In operating a closed framework of providers, how do new ideas and new providers break in? And once resources have been spent on the framework qualification process, will commissioners feel it must be their main tool, at the cost of other procurement methods (developing consortia (PDF 508); grant funding)?

Theory into Practice

As always, the answer to these depends on the quality of the commissioner, and the resources and skills at their disposal to balance short-term ease with longer-term market development. Having seen frameworks operating in a variety of welfare markets across the country, our VCO and commissioner advisors raised the following (a) concerns and (b) recommendations.

Concerns for VCOs

  • There can be substantial costs for VCOs to get on to a framework or to establish a framework, and potentially no call offs;
  • Information on framework procurement timeframes, advertising, and call-off periods are not always well communicated (but that can apply in any instance when procurement isn’t well managed);
  • Frameworks may be so fluid that entry to them is not a useful spending of a VCOs time;
  • When run as prime provider frameworks (as with the DWP Work Programme), costs are reproduced down the sub-contracting chain (but again, this is a wider issue of poor procurement and risk shunting);
  • If organisations commit to certain cost structures on entry to the framework, these may become fixed and therefore unfair if costs to the provider change over the lifetime of the framework;
  • Frameworks can act as an unfair price controller. Experience of many organisations entering frameworks for personalised services is that they are price capped, therefore commissioners are creating artificial controls over the market, and reducing scope for innovation or quality improvements.

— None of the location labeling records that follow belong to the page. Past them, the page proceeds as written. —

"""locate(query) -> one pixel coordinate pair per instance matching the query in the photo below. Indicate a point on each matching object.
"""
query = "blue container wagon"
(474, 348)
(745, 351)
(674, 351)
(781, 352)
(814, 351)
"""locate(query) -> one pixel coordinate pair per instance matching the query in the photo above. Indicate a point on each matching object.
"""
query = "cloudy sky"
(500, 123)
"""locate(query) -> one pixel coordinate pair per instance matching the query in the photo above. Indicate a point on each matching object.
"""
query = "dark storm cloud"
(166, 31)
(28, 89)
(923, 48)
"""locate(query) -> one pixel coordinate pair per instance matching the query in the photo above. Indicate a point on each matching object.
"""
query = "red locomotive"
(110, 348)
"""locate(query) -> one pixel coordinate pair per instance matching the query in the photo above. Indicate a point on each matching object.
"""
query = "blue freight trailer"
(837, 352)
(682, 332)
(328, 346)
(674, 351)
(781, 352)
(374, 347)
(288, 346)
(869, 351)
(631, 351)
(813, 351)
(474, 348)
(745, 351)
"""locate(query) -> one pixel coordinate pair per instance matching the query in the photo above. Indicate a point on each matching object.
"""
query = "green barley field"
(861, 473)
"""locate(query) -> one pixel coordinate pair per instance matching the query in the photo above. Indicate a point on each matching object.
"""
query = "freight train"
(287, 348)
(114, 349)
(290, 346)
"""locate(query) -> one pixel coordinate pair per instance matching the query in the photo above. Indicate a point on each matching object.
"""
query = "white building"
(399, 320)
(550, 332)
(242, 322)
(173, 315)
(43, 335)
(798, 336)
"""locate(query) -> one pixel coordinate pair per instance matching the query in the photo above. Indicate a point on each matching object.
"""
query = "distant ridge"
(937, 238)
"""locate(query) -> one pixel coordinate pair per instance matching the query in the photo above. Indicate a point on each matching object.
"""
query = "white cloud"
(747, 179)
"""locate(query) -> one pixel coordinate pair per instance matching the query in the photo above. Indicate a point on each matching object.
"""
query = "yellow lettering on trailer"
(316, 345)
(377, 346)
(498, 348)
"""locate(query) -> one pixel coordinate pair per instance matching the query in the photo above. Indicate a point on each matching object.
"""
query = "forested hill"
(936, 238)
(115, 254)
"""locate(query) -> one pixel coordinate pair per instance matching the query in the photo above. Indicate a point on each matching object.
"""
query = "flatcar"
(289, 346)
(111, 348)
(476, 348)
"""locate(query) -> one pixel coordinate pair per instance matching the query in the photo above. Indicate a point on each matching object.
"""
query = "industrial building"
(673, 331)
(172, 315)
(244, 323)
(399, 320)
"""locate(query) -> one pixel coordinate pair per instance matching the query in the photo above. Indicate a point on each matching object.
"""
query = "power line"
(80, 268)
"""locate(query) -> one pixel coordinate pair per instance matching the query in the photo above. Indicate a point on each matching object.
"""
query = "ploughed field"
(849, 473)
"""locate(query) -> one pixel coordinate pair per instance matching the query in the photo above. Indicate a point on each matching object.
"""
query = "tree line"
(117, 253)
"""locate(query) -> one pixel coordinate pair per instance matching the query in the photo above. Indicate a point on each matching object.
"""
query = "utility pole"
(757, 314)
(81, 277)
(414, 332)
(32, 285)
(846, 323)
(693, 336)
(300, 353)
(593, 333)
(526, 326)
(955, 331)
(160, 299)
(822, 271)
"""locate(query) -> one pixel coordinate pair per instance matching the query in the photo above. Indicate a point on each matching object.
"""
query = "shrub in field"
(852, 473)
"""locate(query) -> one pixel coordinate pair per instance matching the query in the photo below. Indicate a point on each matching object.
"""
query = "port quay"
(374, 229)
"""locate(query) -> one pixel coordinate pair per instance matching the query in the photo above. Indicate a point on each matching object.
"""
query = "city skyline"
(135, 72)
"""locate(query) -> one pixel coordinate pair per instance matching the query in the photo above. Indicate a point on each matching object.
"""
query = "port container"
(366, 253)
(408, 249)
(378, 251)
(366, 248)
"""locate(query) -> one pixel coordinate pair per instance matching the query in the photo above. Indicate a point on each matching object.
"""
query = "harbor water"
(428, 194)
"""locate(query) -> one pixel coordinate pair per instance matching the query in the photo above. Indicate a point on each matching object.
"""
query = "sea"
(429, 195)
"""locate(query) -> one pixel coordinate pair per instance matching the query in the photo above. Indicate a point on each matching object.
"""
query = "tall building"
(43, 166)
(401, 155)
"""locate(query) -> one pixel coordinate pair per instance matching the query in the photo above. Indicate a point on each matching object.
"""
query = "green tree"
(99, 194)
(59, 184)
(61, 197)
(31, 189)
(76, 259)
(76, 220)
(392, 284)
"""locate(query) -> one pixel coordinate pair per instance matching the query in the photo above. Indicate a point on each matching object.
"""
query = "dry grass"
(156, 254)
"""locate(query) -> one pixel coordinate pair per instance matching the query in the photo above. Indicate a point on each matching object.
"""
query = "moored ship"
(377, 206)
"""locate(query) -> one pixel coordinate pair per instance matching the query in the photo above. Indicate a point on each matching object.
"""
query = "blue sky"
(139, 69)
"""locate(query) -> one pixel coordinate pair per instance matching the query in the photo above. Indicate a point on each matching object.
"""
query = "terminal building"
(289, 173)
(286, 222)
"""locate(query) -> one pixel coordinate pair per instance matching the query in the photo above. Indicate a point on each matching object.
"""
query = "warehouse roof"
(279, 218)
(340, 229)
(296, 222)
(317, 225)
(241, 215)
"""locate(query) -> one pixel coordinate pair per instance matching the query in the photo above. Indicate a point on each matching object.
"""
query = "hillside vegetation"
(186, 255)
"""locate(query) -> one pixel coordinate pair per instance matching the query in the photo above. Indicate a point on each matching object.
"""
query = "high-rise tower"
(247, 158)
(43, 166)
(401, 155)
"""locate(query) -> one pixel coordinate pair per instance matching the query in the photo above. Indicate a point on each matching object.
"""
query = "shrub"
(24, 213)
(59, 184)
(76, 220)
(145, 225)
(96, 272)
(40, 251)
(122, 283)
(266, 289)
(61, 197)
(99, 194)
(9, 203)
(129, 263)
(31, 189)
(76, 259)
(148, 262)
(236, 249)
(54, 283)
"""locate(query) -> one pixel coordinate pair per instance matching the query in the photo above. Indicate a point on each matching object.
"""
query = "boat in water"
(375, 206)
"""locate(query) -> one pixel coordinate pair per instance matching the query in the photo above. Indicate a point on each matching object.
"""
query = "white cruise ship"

Concerns for commissioners

  • Commissioners reported that frameworks don’t often have the functional advantages for which they are initially intended, and called for more training and advice is needed to improve their usage;
  • Frequently reported that staff who begin frameworks move on, and their original clarity of purpose is lost in staff transfer. This is in part because frameworks – as with other contracts – are often developed by single staff members, so there isn’t a shared clarity across commissioning teams;
  • Frameworks can skew commissioner focus to the small band of providers on it, to the neglect of the rest of the market. This could miss all the richness of engaging with emerging organisations and with VCOs who were unable to enter the framework for business reasons (eg scale). With this distance public bodies lose access to those additional resources in non-provider VCOs, as well as their understanding of local needs, causes, and solutions;
  • The comparative costs and appropriate use of different terms and structures for frameworks isn’t understood, making it difficult for commissioners to take informed decisions on when and why to use them.